I bambini, sia i maschi che le femmine, hanno bisogno non solo di una mamma ma anche di un papà. Oggi ci sono problemi sempre più grossi nella società per la mancanza di modelli. Perché c’è tanto aumento di omosessualità? Perché in sempre più famiglie mancano i modelli. I maschi hanno bisogno di capire cosa vuol dire essere un uomo: se vivono sotto l’influenza solo di donne (e a scuola questo succede sempre di più), è chiaro che non avranno le idee chiare su cosa voglia dire essere uomini. E la TV non propone loro degli esempi sempre raccomandabili: se devono scegliere tra Arnold Schwarzenegger e Michael Jackson …! Hanno bisogno del papà per vedere cosa vuol dire essere maschi, e soprattutto uomini di Dio che Lo amano e Lo temono. Ma anche le bambine hanno bisogno di capire cosa vuol dire essere uomini: quando verrà il momento per scegliersi un marito, dovranno avere le idee chiare su come debba essere un uomo cristiano. I figli hanno dunque bisogno del contatto e dell’attenzione del padre, e non solo della madre.
Non tutti uguali
Un ultimo principio chiave è che ogni figlio è un individuo: non possiamo trattarli tutti allo stesso modo. Piuttosto dobbiamo studiare e conoscere i nostri figli come persone. Anche i gemelli, pur essendo uguali fisicamente, dimostrano spesso due caratteri diversi. Ognuno di noi ha la propria personalità: ciò che va bene per un’altra persona non va bene per noi. Così anche i nostri figli vogliono e hanno bisogno di essere trattati come individui.

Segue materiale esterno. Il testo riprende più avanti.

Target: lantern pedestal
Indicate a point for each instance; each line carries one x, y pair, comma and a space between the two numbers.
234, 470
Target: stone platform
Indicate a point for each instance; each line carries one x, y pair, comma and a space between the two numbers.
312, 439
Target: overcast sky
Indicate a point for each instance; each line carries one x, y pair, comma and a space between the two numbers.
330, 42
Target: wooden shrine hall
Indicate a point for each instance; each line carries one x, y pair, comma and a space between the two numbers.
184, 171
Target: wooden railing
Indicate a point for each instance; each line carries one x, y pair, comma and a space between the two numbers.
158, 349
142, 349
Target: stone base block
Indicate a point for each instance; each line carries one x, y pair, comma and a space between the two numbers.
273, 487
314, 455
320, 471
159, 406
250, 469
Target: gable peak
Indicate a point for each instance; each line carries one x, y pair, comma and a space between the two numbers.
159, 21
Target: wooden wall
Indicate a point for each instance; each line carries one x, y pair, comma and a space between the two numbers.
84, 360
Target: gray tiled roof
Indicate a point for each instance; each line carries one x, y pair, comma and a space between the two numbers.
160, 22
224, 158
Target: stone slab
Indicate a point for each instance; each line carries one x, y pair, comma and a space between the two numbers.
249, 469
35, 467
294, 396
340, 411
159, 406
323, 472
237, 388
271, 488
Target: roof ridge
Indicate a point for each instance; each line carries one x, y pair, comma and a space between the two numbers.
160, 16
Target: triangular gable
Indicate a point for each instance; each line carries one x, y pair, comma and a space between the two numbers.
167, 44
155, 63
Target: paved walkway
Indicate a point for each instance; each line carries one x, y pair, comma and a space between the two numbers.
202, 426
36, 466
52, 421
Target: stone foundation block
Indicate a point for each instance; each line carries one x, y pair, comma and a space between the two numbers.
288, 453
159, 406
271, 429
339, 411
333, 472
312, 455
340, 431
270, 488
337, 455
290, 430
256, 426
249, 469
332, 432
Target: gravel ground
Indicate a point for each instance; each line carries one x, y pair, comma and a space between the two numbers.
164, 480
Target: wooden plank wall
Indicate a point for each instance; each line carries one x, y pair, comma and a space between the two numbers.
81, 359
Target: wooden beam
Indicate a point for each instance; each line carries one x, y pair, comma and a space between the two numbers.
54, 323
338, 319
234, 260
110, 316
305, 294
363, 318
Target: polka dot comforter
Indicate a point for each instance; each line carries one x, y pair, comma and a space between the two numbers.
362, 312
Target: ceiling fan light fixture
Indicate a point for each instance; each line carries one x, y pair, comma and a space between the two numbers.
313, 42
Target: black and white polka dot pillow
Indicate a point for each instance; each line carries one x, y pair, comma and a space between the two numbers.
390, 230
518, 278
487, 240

La Bibbia dice: “Ammaestra il fanciullo sulla via che [egli] deve seguire”. Ci sono nella Parola di Dio dei princìpi universali uguali per tutti, ma al di là di questi non possiamo trattare tutti allo stesso modo. Anche per quel che riguarda la correzione e la disciplina, abbiamo bisogno di trattare i bambini diversamente. Ci sono alcuni ai quali fa un grande effetto un rimprovero, altri invece a cui non fa né caldo né freddo e bisogna usare le maniere forti. Occorre studiare e capire la personalità e il carattere dei nostri figli per poterli guidare come individui.
Se impostiamo la nostra vita familiare su questi principi della Parola di Dio, sarà veramente “fondata sulla roccia” e in grado di resistere a tutte le tempeste e alle inondazioni che il mondo le potrà mandare contro.